Um dos grandes problemas encontrados pela população de Paulínia na atual administração, é a falta do cumprimento das promessas de Campanha, feitas pelo Sr. Prefeito durante as “Eleições 2008”, principalmente na área da Habitação, pois o mesmo prometeu entregar até o final de seu Mandato, 6.135 moradias. Fato que não começou a ser cumprido até agora, tanto que nem as casas que começaram a ser construídas durante o Governo de Edson Moura (PMDB), na região do Marieta Dian, ainda não foram concluídas.

E diante deste descaso em solucionar tal problema, algumas famílias de Paulínia, entre elas, algumas que ocupavam a área da Granja Coavi, e que receberam a promessa de ganhar sua casa própria, fazem parte do total de 400 famílias (as outras são de Campinas e de Americana), que ocuparam uma área estimada em 75 mil metros quadrados, na região do Sobrado Velho, nas proximidades do Assentamento Milton Santos, em Americana, que fica entre Cosmópolis e Paulínia.

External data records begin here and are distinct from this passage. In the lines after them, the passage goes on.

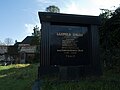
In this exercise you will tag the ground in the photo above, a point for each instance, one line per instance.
(22, 77)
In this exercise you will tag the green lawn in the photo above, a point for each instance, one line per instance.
(18, 76)
(22, 77)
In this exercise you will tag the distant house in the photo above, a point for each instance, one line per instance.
(26, 50)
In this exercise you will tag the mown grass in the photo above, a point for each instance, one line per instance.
(110, 80)
(18, 76)
(22, 77)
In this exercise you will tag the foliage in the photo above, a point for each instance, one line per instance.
(53, 9)
(18, 76)
(110, 37)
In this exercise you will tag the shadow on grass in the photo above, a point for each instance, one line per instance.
(18, 77)
(108, 81)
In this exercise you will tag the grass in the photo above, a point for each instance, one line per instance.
(110, 80)
(18, 76)
(22, 77)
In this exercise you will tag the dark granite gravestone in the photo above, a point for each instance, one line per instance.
(69, 45)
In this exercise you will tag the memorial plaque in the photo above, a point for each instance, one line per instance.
(69, 44)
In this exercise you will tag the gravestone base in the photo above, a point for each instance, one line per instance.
(47, 71)
(72, 73)
(63, 72)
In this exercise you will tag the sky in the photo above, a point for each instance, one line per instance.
(18, 17)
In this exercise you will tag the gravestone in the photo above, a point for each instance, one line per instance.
(69, 45)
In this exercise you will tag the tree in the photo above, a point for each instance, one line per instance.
(53, 9)
(8, 41)
(110, 37)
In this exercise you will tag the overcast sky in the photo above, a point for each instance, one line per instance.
(18, 17)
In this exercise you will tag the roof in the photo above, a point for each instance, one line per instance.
(27, 40)
(68, 18)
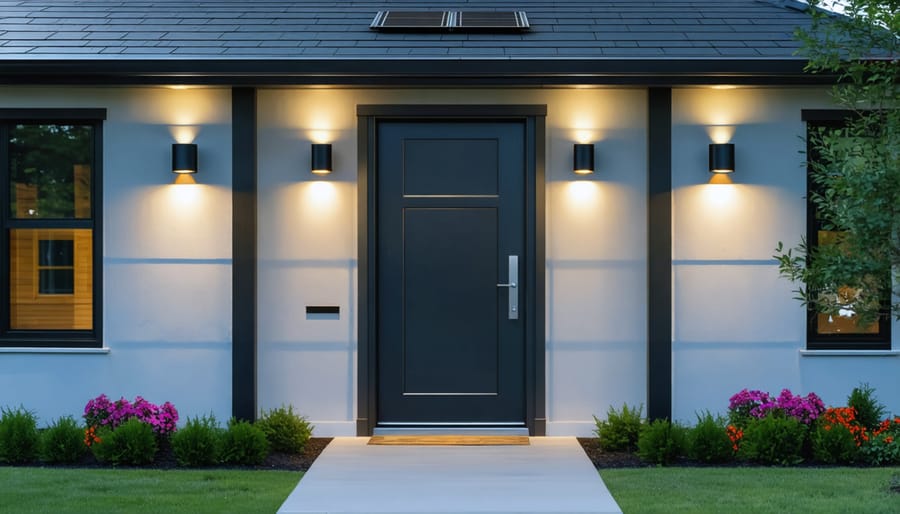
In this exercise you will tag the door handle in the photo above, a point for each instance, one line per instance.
(512, 286)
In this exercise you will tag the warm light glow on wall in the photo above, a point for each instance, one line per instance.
(184, 134)
(720, 134)
(582, 195)
(584, 136)
(720, 106)
(320, 197)
(184, 198)
(321, 136)
(719, 194)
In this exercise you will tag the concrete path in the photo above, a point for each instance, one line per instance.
(552, 475)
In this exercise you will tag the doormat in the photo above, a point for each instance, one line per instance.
(450, 440)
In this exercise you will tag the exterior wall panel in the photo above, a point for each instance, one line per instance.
(596, 256)
(735, 323)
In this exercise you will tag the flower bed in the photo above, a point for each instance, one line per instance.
(141, 433)
(758, 429)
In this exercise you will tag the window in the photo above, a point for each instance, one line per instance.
(50, 242)
(842, 331)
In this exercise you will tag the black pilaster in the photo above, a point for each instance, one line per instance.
(243, 161)
(659, 254)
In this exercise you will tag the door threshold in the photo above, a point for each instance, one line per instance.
(486, 431)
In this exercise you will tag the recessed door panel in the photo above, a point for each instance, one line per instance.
(450, 213)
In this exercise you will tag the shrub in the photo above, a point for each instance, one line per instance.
(62, 442)
(833, 443)
(132, 443)
(621, 430)
(197, 443)
(774, 439)
(244, 444)
(869, 412)
(101, 412)
(18, 436)
(708, 441)
(661, 442)
(883, 447)
(286, 432)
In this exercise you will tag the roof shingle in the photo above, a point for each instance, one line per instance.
(204, 29)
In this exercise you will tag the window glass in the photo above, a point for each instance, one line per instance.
(841, 330)
(50, 171)
(51, 279)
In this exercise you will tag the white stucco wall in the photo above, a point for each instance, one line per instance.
(596, 250)
(735, 324)
(166, 261)
(167, 254)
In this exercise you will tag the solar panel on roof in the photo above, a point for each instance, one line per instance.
(502, 19)
(450, 20)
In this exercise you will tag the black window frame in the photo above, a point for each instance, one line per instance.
(816, 119)
(10, 338)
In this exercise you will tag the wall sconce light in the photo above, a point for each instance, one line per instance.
(184, 158)
(584, 159)
(321, 159)
(721, 158)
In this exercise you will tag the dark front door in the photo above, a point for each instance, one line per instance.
(450, 233)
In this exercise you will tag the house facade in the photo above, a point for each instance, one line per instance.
(452, 269)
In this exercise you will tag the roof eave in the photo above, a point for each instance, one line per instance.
(409, 72)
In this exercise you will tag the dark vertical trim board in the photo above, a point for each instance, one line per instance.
(244, 203)
(659, 254)
(365, 415)
(537, 215)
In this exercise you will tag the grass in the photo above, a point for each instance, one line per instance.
(638, 490)
(24, 490)
(738, 490)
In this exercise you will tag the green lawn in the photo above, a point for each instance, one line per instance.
(756, 490)
(664, 490)
(56, 490)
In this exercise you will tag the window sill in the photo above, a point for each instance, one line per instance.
(101, 351)
(850, 353)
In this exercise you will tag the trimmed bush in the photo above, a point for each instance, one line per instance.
(244, 444)
(661, 442)
(833, 443)
(19, 438)
(774, 440)
(132, 443)
(869, 412)
(708, 441)
(286, 432)
(621, 429)
(63, 442)
(197, 443)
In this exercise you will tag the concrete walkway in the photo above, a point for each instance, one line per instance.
(552, 475)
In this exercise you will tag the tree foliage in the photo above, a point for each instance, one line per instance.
(856, 172)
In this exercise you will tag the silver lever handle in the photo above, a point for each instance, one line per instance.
(512, 285)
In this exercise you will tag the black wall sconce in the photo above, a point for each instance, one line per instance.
(584, 159)
(721, 158)
(321, 159)
(184, 158)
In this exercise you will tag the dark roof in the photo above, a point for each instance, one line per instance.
(142, 32)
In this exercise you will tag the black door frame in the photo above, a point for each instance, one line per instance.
(534, 117)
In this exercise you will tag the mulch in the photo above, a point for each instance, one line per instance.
(604, 459)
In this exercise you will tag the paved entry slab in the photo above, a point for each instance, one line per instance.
(551, 475)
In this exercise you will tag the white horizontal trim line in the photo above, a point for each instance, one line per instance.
(850, 353)
(27, 349)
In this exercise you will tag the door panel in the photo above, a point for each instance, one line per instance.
(450, 212)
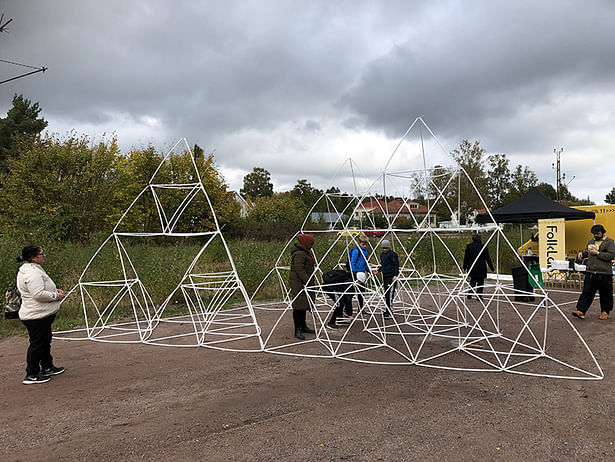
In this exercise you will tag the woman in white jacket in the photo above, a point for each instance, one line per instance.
(40, 301)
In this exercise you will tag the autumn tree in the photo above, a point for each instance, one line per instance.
(469, 156)
(257, 184)
(60, 189)
(21, 125)
(304, 191)
(498, 179)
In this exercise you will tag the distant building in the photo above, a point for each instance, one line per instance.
(395, 208)
(331, 218)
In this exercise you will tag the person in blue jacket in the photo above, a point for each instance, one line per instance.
(357, 259)
(389, 267)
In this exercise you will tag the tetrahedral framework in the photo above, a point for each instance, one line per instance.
(209, 305)
(435, 323)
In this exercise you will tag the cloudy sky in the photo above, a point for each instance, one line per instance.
(298, 87)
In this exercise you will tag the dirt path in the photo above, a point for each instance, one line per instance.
(131, 402)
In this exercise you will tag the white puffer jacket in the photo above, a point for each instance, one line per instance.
(39, 297)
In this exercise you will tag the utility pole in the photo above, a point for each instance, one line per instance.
(558, 170)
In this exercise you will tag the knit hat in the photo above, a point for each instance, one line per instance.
(306, 241)
(598, 229)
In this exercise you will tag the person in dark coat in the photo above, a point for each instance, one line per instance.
(301, 277)
(476, 259)
(389, 267)
(600, 252)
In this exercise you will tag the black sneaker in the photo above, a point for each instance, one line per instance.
(52, 370)
(40, 378)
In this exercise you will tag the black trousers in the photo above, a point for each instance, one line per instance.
(39, 351)
(343, 303)
(478, 284)
(299, 319)
(603, 284)
(389, 291)
(359, 289)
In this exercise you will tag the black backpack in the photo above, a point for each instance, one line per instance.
(12, 303)
(336, 277)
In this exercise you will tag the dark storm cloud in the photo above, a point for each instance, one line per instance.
(478, 66)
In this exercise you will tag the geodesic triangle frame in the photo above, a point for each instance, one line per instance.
(433, 325)
(212, 320)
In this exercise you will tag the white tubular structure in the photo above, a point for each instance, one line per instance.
(209, 305)
(433, 324)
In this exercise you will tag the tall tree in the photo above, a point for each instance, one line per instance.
(498, 181)
(21, 125)
(60, 189)
(470, 157)
(522, 179)
(309, 195)
(257, 184)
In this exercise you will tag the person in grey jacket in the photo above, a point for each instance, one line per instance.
(40, 301)
(599, 273)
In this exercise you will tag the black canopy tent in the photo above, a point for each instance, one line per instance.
(530, 208)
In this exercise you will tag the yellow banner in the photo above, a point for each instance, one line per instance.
(552, 240)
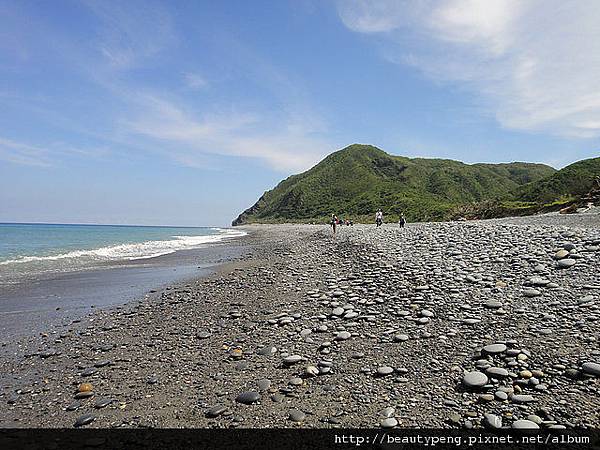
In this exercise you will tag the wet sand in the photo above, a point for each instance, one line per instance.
(444, 325)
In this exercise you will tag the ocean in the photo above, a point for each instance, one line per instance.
(27, 250)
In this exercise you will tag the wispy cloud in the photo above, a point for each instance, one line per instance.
(195, 81)
(190, 137)
(535, 64)
(21, 153)
(131, 33)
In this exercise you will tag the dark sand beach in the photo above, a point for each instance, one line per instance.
(441, 325)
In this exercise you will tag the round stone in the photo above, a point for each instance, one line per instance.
(521, 398)
(215, 411)
(248, 397)
(525, 425)
(390, 422)
(86, 419)
(475, 379)
(342, 336)
(384, 370)
(387, 412)
(296, 381)
(496, 372)
(565, 263)
(85, 387)
(531, 292)
(562, 253)
(263, 384)
(494, 349)
(292, 359)
(297, 415)
(591, 368)
(493, 304)
(492, 420)
(501, 395)
(102, 403)
(269, 350)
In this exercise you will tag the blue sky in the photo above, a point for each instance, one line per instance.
(185, 112)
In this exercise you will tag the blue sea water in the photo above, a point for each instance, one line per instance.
(34, 248)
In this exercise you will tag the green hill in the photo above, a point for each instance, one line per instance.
(357, 180)
(572, 181)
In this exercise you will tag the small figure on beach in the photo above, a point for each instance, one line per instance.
(402, 221)
(333, 223)
(379, 218)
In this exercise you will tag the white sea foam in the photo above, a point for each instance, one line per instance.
(141, 250)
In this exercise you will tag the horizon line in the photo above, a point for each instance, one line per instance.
(110, 225)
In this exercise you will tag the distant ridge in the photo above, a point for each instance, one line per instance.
(357, 180)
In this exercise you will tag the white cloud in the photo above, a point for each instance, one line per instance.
(195, 81)
(20, 153)
(535, 64)
(190, 137)
(131, 33)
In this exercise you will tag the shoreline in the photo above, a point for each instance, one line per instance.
(54, 299)
(378, 319)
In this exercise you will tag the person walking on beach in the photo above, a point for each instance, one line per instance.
(402, 221)
(334, 221)
(379, 218)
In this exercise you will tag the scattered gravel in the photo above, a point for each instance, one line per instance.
(468, 324)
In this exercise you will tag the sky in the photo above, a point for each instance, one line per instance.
(185, 112)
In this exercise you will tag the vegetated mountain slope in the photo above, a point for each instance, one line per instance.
(357, 180)
(572, 181)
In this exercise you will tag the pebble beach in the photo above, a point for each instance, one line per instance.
(438, 325)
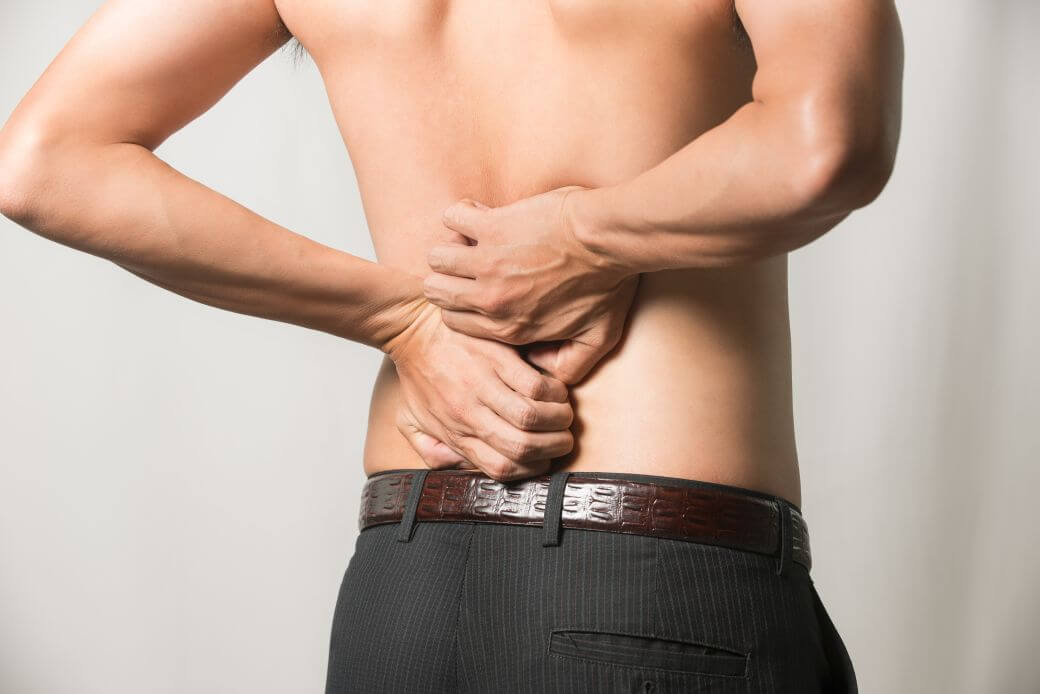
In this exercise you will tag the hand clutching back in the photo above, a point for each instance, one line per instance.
(526, 279)
(471, 402)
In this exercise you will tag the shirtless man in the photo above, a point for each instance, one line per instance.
(581, 211)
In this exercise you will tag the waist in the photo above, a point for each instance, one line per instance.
(695, 389)
(657, 506)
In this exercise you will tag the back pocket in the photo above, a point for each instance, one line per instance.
(645, 651)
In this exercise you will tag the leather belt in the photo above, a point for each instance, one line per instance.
(696, 512)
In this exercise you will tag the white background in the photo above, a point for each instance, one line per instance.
(179, 484)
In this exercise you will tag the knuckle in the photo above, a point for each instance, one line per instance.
(536, 386)
(458, 411)
(526, 416)
(521, 448)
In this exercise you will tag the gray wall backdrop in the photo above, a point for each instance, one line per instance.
(179, 484)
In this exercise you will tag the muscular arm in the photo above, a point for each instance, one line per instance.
(816, 142)
(77, 166)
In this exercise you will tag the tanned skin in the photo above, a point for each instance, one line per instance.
(604, 189)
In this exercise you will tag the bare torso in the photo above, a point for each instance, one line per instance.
(439, 100)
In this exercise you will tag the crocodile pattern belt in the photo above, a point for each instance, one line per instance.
(700, 512)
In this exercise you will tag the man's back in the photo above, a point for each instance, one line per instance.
(441, 100)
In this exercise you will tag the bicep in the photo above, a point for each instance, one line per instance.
(137, 71)
(842, 58)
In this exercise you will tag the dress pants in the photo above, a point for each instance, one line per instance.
(486, 608)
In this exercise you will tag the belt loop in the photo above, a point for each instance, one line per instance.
(554, 508)
(408, 517)
(786, 537)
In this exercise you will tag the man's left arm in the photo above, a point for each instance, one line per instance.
(816, 142)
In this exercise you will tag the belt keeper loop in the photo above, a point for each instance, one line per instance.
(554, 508)
(408, 517)
(786, 537)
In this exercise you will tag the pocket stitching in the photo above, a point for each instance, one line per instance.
(731, 652)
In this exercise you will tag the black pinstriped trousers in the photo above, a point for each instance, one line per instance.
(483, 608)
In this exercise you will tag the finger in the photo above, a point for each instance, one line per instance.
(466, 216)
(458, 260)
(497, 466)
(452, 292)
(435, 453)
(477, 325)
(516, 444)
(524, 413)
(526, 380)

A ocupação da área ocorreu por volta das 4h da manhã do último sábado. Embora o local invadido esteja em meio à plantação de cana-de-açúcar da Usina Ester, as lideranças do MST (Movimento dos Trabalhadores Sem-Terra), responsável pela ocupação, afirmaram que o terreno não pertence de fato à companhia.

Segundo os integrantes do Movimento, foi realizado um levantamento e nele se descobriu, por meio da PGE (Procuradoria Regional do Estado), que o terreno poderia estar sendo utilizado de maneira irregular pelos usineiros. As terras pertenceriam, na realidade, ao INSS (Instituto Nacional do Seguro Social).

No terreno foi montada uma estrutura com fornecimento de água, comida e até de fornecimento de energia elétrica para os trabalhadores do MST. Representantes da Usina Ester registraram boletim de ocorrência no qual informaram que o terreno já fora invadido quatro vezes. Em todas as ações, houve a reintegração de posse.

A Polícia Militar apenas acompanhou a ação das famílias. Não houve confronto e o próximo passo do movimento é pressionar o Incra (Instituto Nacional de Colonização e Reforma Agrária) a reconhecer que a área pertence à União.

Desde 2002, o MST ocupa e denuncia o uso indevido da terra pela Usina Ester, área essa que é do INSS. Na última ocupação, feita na mesma área, as famílias sofreram um despejo violento.

Enquanto o atual Governo municipal fica doando terras públicas para empresas e também para algumas associações particulares, os moradores ficam a mercê do abandono e do descaso.